Thanks! I swing trade equities in some retirement accounts and I day trade mostly oil futures and some ES.
I occasionally watch silver for amusement purposes only; I would never try it at home.
Quote from No.Heat:
No Doji,
This is all beautiful in a perfect world, but in the real world price chops a whole lot more than it trends.
You know how many closes above or below the 20 EMA one gets in the 5min chart that mean absolutely nothing ?
I posted on the BAR BY BAR thread recently something regarding this: "The environment surrounding a setup is as important as the price bar or multi-bar pattern itself."
During range/chop, you can sit on the sidelines until a trend or breakout sets up, or you can learn to trade a range. A moving average flattens during range/chop, meaning price will close below and above it perhaps multiple times until clarity and direction appear.
In a well-defined uptrend, however, price will rarely close below the 20-period MA for more than one price bar. Look at oil futures today (CL) once price closed above the 20-bar MA on the 5-min chart. Price continued to trend up through five pushes and close above the 20 MA for over two hours before a shooting star at an extreme (new high) signaled a possible reversal or a consolidation range.
What I posted here on this thread was: Your goal is to capture significant profits on "more often" with-trend price swings and to limit losses when the "not" occurs.
In a perfect world all trades would be winners. There's an overwhelming belief that emerges on ET that says TA is crap, price action trading is crap, trading is totally random, you can't win, blah, blah, blah, simply because higher probability setups are not fool-proof.
I worked with a trader last year who kept asking me at the end of my trades how I knew price was going to do "X". I would explain that I didn't know, that I never know where price will go on a trade, only that more often than not when a particular pattern appears, price move "X" follows. Because of the time and effort I put into developing my trading plan, a majority of my trades would go to the price target I expected. So he thought I somehow knew price was going to do that, even though at the time I put on the trade, the chart looked a bit "iffy" at the hard right edge. He thought there was some signal in the setup that
ensured success, but there is no certainty in trading.
You look for odds in your favor (trends attract more players in the direction of the trend), and you implement a risk:reward ratio that allows you to profit from the "edge".
Here is my entire post from the BAR BY BAR thread:
Quote from NoDoji:
I have over 100 spreadsheets over a 10-month time period that defined and refined high probability setups and trade management methods for the instrument I trade, derived from daily manual bar-by-bar analysis.
What I looked for in high probability setups were setups that resulted in a move to a minimum profit target at least 70% of the time. When I combine this positive expectancy with a positive reward:risk ratio, the net result is fantastic.

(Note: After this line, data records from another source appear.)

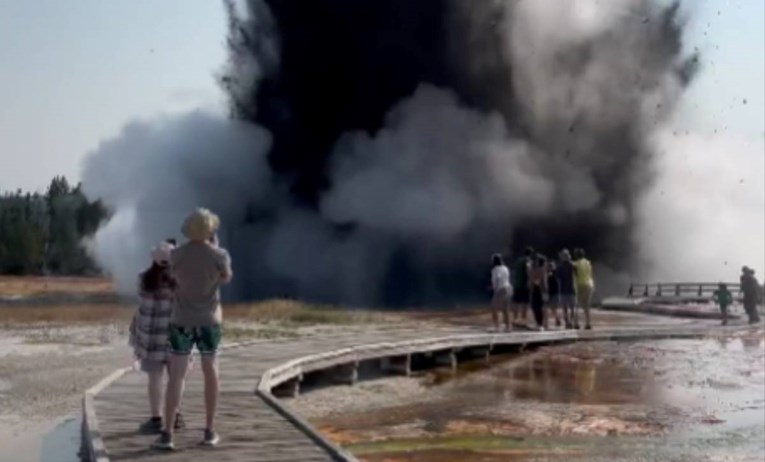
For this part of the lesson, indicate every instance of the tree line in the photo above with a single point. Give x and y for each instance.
(44, 233)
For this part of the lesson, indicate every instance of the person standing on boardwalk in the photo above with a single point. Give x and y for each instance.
(149, 330)
(567, 289)
(553, 293)
(200, 267)
(500, 284)
(585, 284)
(538, 289)
(724, 299)
(751, 289)
(521, 295)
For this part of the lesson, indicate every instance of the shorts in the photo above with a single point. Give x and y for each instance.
(521, 295)
(501, 296)
(151, 366)
(584, 295)
(183, 339)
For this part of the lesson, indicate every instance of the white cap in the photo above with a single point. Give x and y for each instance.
(161, 253)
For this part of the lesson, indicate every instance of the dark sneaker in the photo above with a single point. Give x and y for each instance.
(151, 426)
(164, 442)
(180, 424)
(211, 438)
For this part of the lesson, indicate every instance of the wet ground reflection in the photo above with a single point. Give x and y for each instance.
(689, 400)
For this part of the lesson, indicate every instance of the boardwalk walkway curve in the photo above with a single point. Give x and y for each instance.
(260, 427)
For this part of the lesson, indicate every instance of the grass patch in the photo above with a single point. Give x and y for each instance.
(27, 286)
(65, 315)
(301, 314)
(235, 333)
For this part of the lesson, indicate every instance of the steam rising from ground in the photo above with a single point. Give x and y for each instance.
(380, 151)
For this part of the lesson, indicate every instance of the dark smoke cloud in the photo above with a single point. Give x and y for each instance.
(396, 144)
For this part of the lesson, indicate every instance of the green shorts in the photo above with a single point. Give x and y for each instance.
(183, 339)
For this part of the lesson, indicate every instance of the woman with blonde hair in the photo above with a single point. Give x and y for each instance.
(199, 267)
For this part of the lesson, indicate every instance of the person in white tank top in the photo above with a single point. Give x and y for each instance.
(500, 284)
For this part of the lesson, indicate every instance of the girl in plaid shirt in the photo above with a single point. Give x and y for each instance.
(150, 326)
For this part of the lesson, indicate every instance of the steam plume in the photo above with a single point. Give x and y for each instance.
(380, 150)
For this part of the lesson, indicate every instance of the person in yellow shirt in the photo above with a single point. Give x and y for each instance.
(585, 285)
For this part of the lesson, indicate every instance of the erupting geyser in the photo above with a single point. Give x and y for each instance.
(380, 150)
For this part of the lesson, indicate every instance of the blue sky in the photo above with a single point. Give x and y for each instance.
(73, 72)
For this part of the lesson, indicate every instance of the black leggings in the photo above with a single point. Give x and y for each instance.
(537, 305)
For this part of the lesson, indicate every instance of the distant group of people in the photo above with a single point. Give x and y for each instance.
(180, 309)
(544, 286)
(752, 296)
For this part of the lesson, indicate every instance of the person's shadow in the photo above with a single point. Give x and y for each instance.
(62, 442)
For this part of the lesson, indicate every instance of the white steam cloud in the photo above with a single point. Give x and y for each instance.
(438, 170)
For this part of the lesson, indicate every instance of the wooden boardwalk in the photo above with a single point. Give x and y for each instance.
(256, 427)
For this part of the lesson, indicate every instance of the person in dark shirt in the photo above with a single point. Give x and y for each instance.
(521, 295)
(751, 289)
(552, 294)
(724, 299)
(538, 289)
(567, 289)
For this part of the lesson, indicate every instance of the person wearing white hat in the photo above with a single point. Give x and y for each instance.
(200, 267)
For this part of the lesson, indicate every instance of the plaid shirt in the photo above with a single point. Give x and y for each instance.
(150, 325)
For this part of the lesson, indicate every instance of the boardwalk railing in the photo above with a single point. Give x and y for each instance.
(694, 290)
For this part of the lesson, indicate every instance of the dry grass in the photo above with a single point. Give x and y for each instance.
(35, 286)
(53, 302)
(298, 313)
(64, 315)
(276, 312)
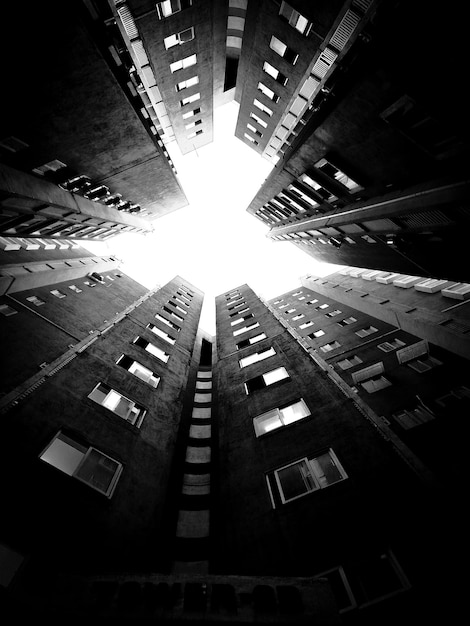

The environment surrounding a setup is as important as the price bar or multi-bar pattern itself. For example, many traders notice a price bar that closes as a hammer or shooting star at the end of an extreme trending move is a reversal signal far more often than not.
But such a price bar is often a trap when it occurs in the middle of a trending move or in a range/channel. Inexperienced traders will take a counter-trend trade following the close of such a bar and end up selling near a low tick or buying near a high tick. They'll then conclude that "TA is worthless, because more than half the time these setups fail. The market is random. You may as well flip a coin."
Al Brooks describes this and many other price action concepts in his book. Take what you like and adapt it to your trading style; discard what you find useless. Do your own research/testing, develop a trading plan, and follow it.